Editors: Richard A. Polin and Alan R. Spitzer
Publisher: Elsevier Saunders – 558 pages
Book Review by: Nano Khilnani
This compact and small book can be used as an excellent practical guide – to questions that will be asked in review exams and the answers to them.
In this book, you will find 100 top secrets in the care of the newborn, tips for success in the taking of exams, and some key points and useful websites in your field.
Contributed by 35 experts, the material in this handy book can add to your knowledge, and fill gaps where needed in your practice of treating and caring for infants and children.
Four basic things you will be able to do with this book are:
• Apply all the latest advances in clinical fetal medicine and neonatology techniques, technology, and pharmacy.

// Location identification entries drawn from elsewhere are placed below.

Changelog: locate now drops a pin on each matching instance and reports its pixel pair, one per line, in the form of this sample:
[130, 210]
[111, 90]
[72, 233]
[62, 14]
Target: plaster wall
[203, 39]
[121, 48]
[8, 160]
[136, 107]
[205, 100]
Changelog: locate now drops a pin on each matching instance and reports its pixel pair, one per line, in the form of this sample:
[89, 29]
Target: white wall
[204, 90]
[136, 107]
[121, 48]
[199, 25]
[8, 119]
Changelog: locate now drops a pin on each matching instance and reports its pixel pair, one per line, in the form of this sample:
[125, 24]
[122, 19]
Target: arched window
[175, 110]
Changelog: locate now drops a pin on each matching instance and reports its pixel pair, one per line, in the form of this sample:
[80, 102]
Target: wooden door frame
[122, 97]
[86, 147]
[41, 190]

• Provide optimal care fore your fetal and neonatal patients with comprehensive coverage of disciplines, and contributions from numerous experts.
• Zero in on key fetal and neonatal information with a question-and-answer format, bulleted tests, mnemonics, and practical tips from the authors.

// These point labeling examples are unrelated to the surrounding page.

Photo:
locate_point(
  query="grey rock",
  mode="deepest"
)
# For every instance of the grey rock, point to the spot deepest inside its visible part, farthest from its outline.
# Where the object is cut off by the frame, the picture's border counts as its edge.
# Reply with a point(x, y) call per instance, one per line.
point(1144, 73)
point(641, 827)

• Review essential material effectively.
The authors write that in the years prior to the early 1900s – before modern medical schools were established – much of the learning by young doctors was acquired by working closely with experienced ones. They state that the traditional means of learning medicine was to apprentice with a skilled medical practitioner by which the apprentice learned the “secrets” of a successful medical practice.
All that changed over the last 100 years or so, and today, medical knowledge is e acquired through textbooks and instruction from professors; skills through practice; experience through treating patients; and wisdom and “secrets” through a lot of all of these means.
While this book provides a lot of knowledge about fetal and neonatal medicine in its 19 chapters spread over more than 550 pages, it is uniquely different from other books by a single outstanding feature: it provides you the student and reader the top 100 “secrets” in its first six pages.
The pages of the “secrets” are a very interesting, revealing and often, an imperative read, indeed. Secret No.1 for example, states: “About 10 percent of neonates will need some degree of resuscitative support at the time of birth.” Secret No.4 is alarming though, to those who are not versed in fetal and neonatal medicine: “Without pulse oximeter screening, congenital heart disease may be missed during the immediate newborn period in about 50 percent of neonates with the condition.
What about this one – No.6 – of which a lot of parents of newborns are confused or not sure of, with regards to the pros and cons of breast feeding: “For the first six months of life, breast milk alone provides adequate nutrition for virtually any term neonate.”
How much average weight should a newborn gain each day in the first few months of life? Secret No. 8 states: “In the first three to four months of life, a newborn should gain about one ounce per day on average.” And by the baby’s fifth month, a healthy term infant (having been born after the full-term or nine months of pregnancy) should weigh double the birth weight.
What are the areas of coverage in this book? Its chapters cover everything from the time of birth of the full-term infant, to his or her growth and development, to obstetric issues, labor and delivery, to family-centered and developmental care in the neonatal intensive care unit, including the environment in the NICU and infection control.
Other chapters focus on specific areas of care of the infant such as cardiology, dermatology, endocrinology, fluids, gastroenterology (including nutrition), genetics, hematology, immunity, neurology, ophthalmology, orthodontics, pain management, pulmonology, and surgery.
This is a quite a comprehensive book on the care of the pre-born and infants, with all the information available in a portable, easy-to-use book.
Richard A. Polin, MD is a professor of pediatrics in the college of physicians and surgeons at Columbia University, and director of the division of neonatology at the Morgan Stanley Children’s Hospital of New York – Presbyterian, in New York, New York.
Alan R. Spitzer, MD is senior vice president for research, education and quality at the Pediatrix Medical Group in Sunrise, Florida.